Old wine new bottles

Decades ago (and I won’t even say how many decades) I fancied myself to be a songwriter. I wrote a number of songs, most of which were bloody awful, but one or two of which I still like.

Back then I did my best to record versions of the songs. This was in an era when MIDI-controlled synthesizers were new, and the state of the art for personally-affordable multi-track audio recording was four tracks on cassette. Each track got its own 1/4th of the width of a cassette tape. If you wanted more than 4 tracks you could record 3 tracks, then mix them down to the 4th, leaving 3 fresh new tracks for a total of 6. Low-fi for sure.

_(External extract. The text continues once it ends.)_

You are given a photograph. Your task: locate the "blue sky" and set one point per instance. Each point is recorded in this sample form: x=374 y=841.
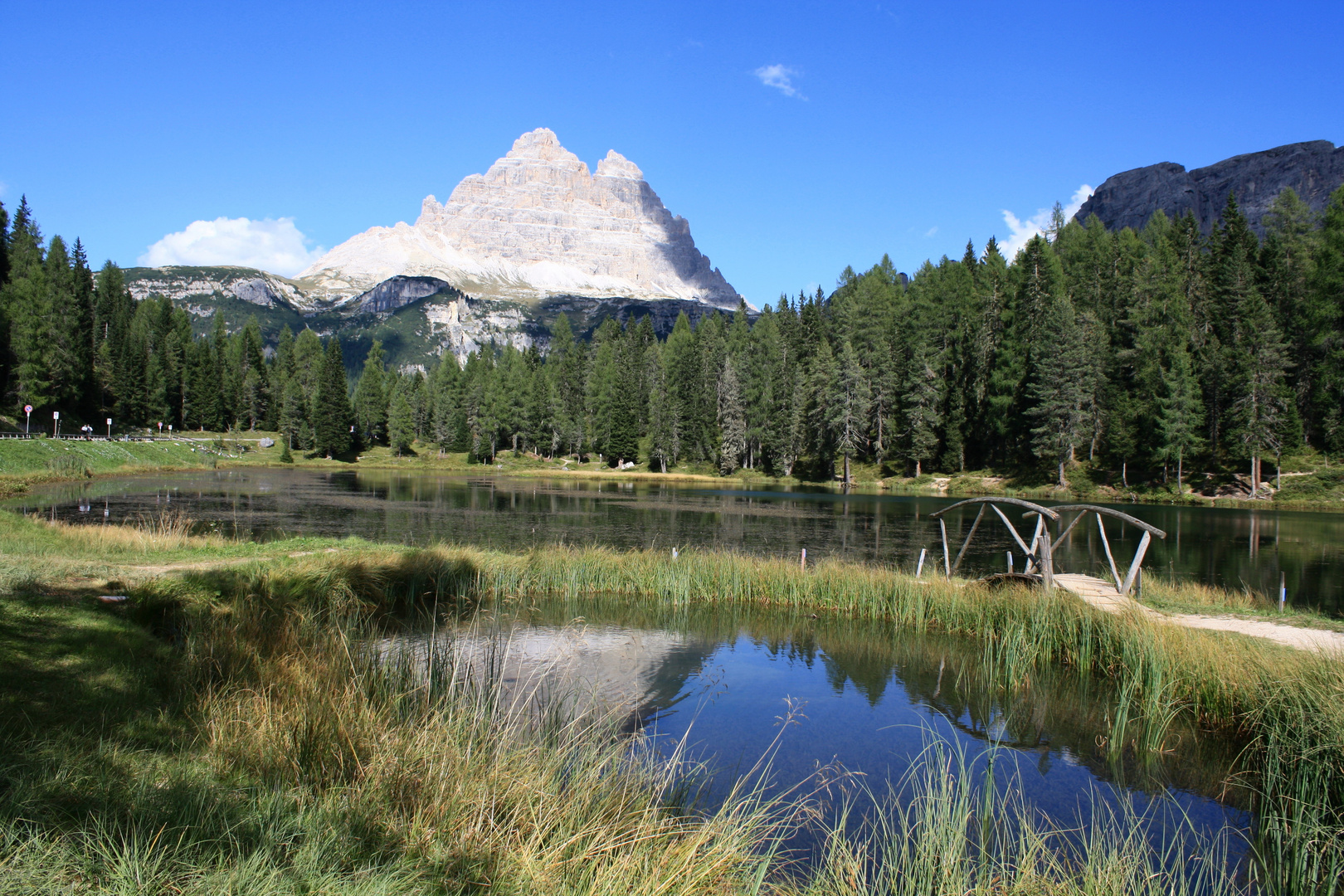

I moved on to other things, and didn’t do anything musical for a long time. A few years ago, though, I became curious about the state of modern tools for bedroom-demo recording, and tried out Ableton Live – and by comparison to my previous recording world, it did seem limitless. Huge libraries of instrumental sounds and effects, ability to have hundreds of tracks, powerful editing tools for both MIDI and sound, automation for mixing and effects. It seemed that you could do absolutely anything you wanted to, and all using just a MacBook.

I started re-arranging and recording just one of the songs, although I was only able to do it in my spare time. I soon found that being able to do absolutely anything I wanted to meant that I would try absolutely everything. Depending on how you approach it, the recording and editing process can become arbitrarily fiddly, and as time-consuming as you have time to let it become. If you think of my song as a player-piano roll that’s about 2 minutes high and 20 feet wide, then I was arranging with an Exacto knife. At some point I did have to just declare that it was done.

Here it is on Soundcloud: As Soon As I Can Leave You I Will. Cheery title, isn’t it? I hasten to say that it was written a really really long time ago, and (except for maybe two lines in the 2nd verse) it was never autobiographical anyway.